Milestones accomplished on the Machine Learning summer project.
Technical Gains: I have learnt a lot about natural language processing and deep learning model. I have implemented both TF-IDF and BERT embeddings to train a deep neural network to solve the multilabel classification problem. I also gained experience with web scraping libraries in Python to scrape data from forums to build datasets for model training.
Tools: Keras, TensorFlow, BeautifulSoup, scikit-learn, matplotlib, Google Colab, Github.
Soft-Skills: Professional collaboration by working with the team members to integrate individual code files for building the final recommender system. I also learned to set realistic weekly targets to achieve in order to make consistent progress throughout the internship tenure.
Vectorized text data using BERT and TF-IDF
I followed two separate approaches using both BERT embedding and TF-IDF to transform text data from StackExchange forum for my deep learning model training. TF-IDF delivered a higher level of accuracies and I pursued that as my final approach.

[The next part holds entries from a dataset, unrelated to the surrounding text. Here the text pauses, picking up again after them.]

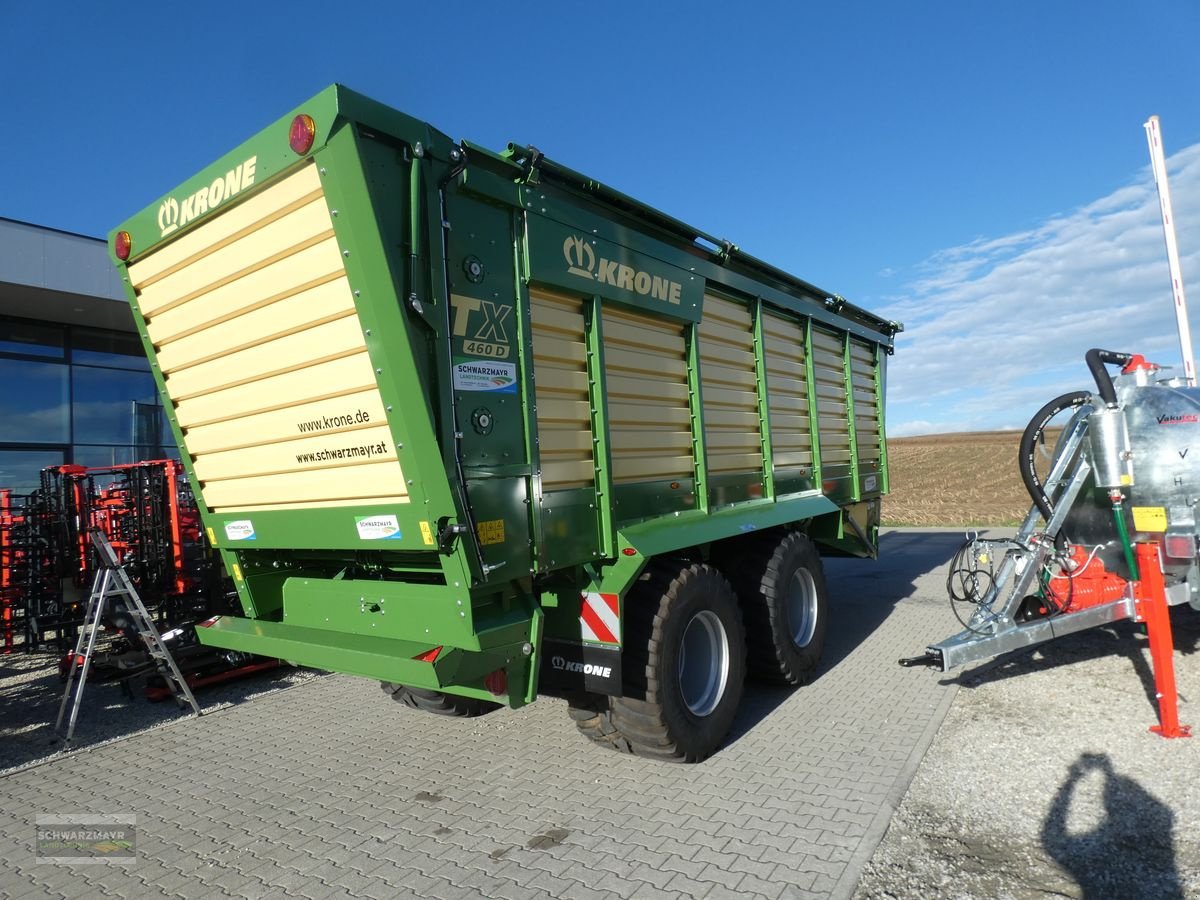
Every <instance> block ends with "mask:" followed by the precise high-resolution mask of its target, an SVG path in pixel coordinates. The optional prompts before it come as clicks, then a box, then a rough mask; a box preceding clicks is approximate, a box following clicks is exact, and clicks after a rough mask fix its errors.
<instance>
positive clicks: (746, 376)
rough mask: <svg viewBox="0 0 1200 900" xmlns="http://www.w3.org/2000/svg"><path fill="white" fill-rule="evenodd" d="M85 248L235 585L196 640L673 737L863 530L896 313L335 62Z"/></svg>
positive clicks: (770, 649)
mask: <svg viewBox="0 0 1200 900" xmlns="http://www.w3.org/2000/svg"><path fill="white" fill-rule="evenodd" d="M110 246H112V250H113V258H114V263H115V264H116V265H118V266H119V269H120V271H121V275H122V276H124V278H125V282H126V286H127V294H128V298H130V301H131V305H132V307H133V314H134V320H136V323H137V325H138V330H139V332H140V335H142V340H143V343H144V346H145V349H146V353H148V355H149V358H150V360H151V368H152V372H154V374H155V378H156V382H157V385H158V389H160V391H161V395H162V398H163V404H164V408H166V409H167V415H168V420H169V422H170V427H172V430H173V433H174V436H175V438H176V442H178V445H179V448H180V450H181V455H182V463H184V466H185V468H186V470H187V474H188V478H190V480H191V484H192V488H193V491H194V494H196V498H197V503H198V505H199V508H200V514H202V517H203V521H204V526H205V528H206V532H208V536H209V539H210V541H211V542H212V544H214V545H215V546H216V547H218V550H220V552H221V557H222V560H223V562H224V565H226V568H227V569H228V571H229V574H230V576H232V578H233V581H234V584H235V586H236V588H238V592H239V595H240V598H241V605H242V608H244V610H245V616H244V617H232V616H222V617H217V618H215V619H212V620H210V622H208V623H204V626H203V628H200V629H199V630H198V635H199V637H200V640H202V641H203V642H204V643H206V644H210V646H215V647H223V648H229V649H234V650H241V652H247V653H256V654H262V655H266V656H277V658H281V659H286V660H289V661H294V662H296V664H300V665H307V666H316V667H320V668H328V670H332V671H338V672H348V673H353V674H359V676H364V677H367V678H373V679H378V680H379V682H380V683H383V685H384V688H385V692H386V695H388V696H390V697H391V698H394V700H396V701H398V702H401V703H402V704H404V706H409V707H414V708H419V709H425V710H430V712H436V713H442V714H448V715H480V714H484V713H488V712H492V710H493V709H496V708H498V707H500V706H509V707H518V706H521V704H523V703H528V702H532V701H533V700H534V698H535V697H536V696H538V695H539V694H541V692H554V694H559V695H564V696H566V697H568V698H569V701H570V706H571V710H572V718H574V719H575V720H576V724H577V725H578V727H580V730H581V731H582V732H583V733H584V734H586V736H588V737H590V738H593V739H594V740H596V742H598V743H602V744H606V745H610V746H613V748H616V749H619V750H625V751H632V752H638V754H644V755H649V756H655V757H660V758H667V760H684V761H695V760H700V758H703V757H704V756H707V755H708V754H710V752H713V750H714V749H715V748H716V746H719V744H720V742H721V740H722V739H724V737H725V733H726V731H727V730H728V726H730V722H731V721H732V716H733V714H734V713H736V709H737V706H738V702H739V698H740V691H742V679H743V677H744V674H745V673H746V672H748V671H749V672H750V673H752V674H757V676H761V677H764V678H768V679H773V680H778V682H784V683H790V684H799V683H802V682H803V680H805V679H806V678H808V677H809V674H810V673H811V672H812V670H814V667H815V666H816V664H817V660H818V658H820V654H821V648H822V644H823V641H824V634H826V628H827V620H826V619H827V606H828V604H827V598H826V592H824V580H823V577H822V574H821V558H820V556H818V551H820V552H824V553H834V554H842V556H857V557H865V558H870V557H874V556H875V554H876V548H877V530H878V522H880V504H881V500H882V497H883V496H884V494H886V492H887V490H888V480H889V474H888V461H887V443H886V438H884V434H886V426H884V391H886V382H887V360H888V356H889V355H890V354H892V350H893V342H894V336H895V334H896V331H898V330H899V328H900V326H899V325H898V324H896V323H892V322H887V320H884V319H881V318H878V317H876V316H874V314H871V313H870V312H868V311H865V310H862V308H859V307H857V306H854V305H853V304H850V302H847V301H846V300H844V299H842V298H840V296H838V295H835V294H832V293H828V292H824V290H821V289H818V288H816V287H814V286H812V284H810V283H808V282H805V281H802V280H799V278H797V277H794V276H791V275H788V274H786V272H784V271H781V270H779V269H776V268H774V266H770V265H768V264H766V263H763V262H761V260H757V259H755V258H754V257H751V256H748V254H745V253H743V252H742V251H740V250H739V248H738V247H736V246H734V245H732V244H730V242H727V241H721V240H719V239H715V238H713V236H710V235H707V234H704V233H702V232H698V230H696V229H694V228H690V227H689V226H686V224H684V223H682V222H679V221H677V220H674V218H671V217H670V216H667V215H665V214H662V212H659V211H656V210H653V209H650V208H648V206H646V205H644V204H641V203H638V202H636V200H634V199H632V198H629V197H625V196H624V194H620V193H618V192H616V191H613V190H611V188H608V187H605V186H604V185H600V184H598V182H596V181H594V180H592V179H587V178H584V176H583V175H580V174H578V173H575V172H572V170H571V169H569V168H566V167H563V166H560V164H558V163H554V162H552V161H550V160H547V158H546V157H545V156H544V155H542V154H540V152H539V151H536V150H534V149H532V148H527V146H521V145H517V144H510V145H509V148H508V149H506V150H505V151H503V152H499V154H497V152H492V151H490V150H486V149H484V148H480V146H478V145H475V144H470V143H468V142H454V140H451V139H450V138H448V137H446V136H445V134H443V133H440V132H439V131H437V130H436V128H433V127H431V126H430V125H426V124H424V122H420V121H416V120H414V119H412V118H409V116H407V115H404V114H402V113H398V112H396V110H394V109H390V108H388V107H385V106H382V104H379V103H377V102H374V101H371V100H368V98H366V97H362V96H361V95H358V94H355V92H353V91H349V90H347V89H344V88H342V86H338V85H335V86H332V88H330V89H328V90H325V91H323V92H322V94H319V95H317V96H316V97H313V98H312V100H310V101H308V102H306V103H305V104H302V106H301V107H299V108H296V109H295V110H293V112H290V113H289V114H288V115H286V116H283V118H282V119H280V120H278V121H276V122H275V124H274V125H270V126H269V127H266V128H265V130H263V131H262V132H259V133H258V134H256V136H254V137H252V138H250V139H248V140H247V142H245V143H244V144H241V145H240V146H238V148H235V149H234V150H232V151H230V152H229V154H227V155H226V156H223V157H222V158H220V160H217V161H216V162H214V164H212V166H210V167H208V168H206V169H204V170H203V172H200V173H198V174H197V175H196V176H193V178H192V179H190V180H187V181H185V182H184V184H182V185H180V186H179V187H178V188H176V190H175V191H172V192H170V193H168V194H167V196H164V197H162V198H160V199H158V200H156V202H155V203H152V204H151V205H150V206H148V208H146V209H145V210H143V211H142V212H140V214H138V215H136V216H133V217H132V218H131V220H130V221H128V222H126V223H125V224H122V226H121V227H120V228H119V229H116V230H115V232H114V233H113V235H112V239H110ZM748 646H749V647H750V648H752V652H749V650H748Z"/></svg>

Implemented the deep learning model using TensorFlow
Using the TF-IDF imbeddings, I designed and trained a deep learning model on the text data from StackExchange forum posts. I was able to achieve a categorical accuracy of approximately 70% on test data for tags prediction.
Implemented an active learning function for the model
Added this feature to retrain the model continuously on the text content of new posts on the STEM-Away forum.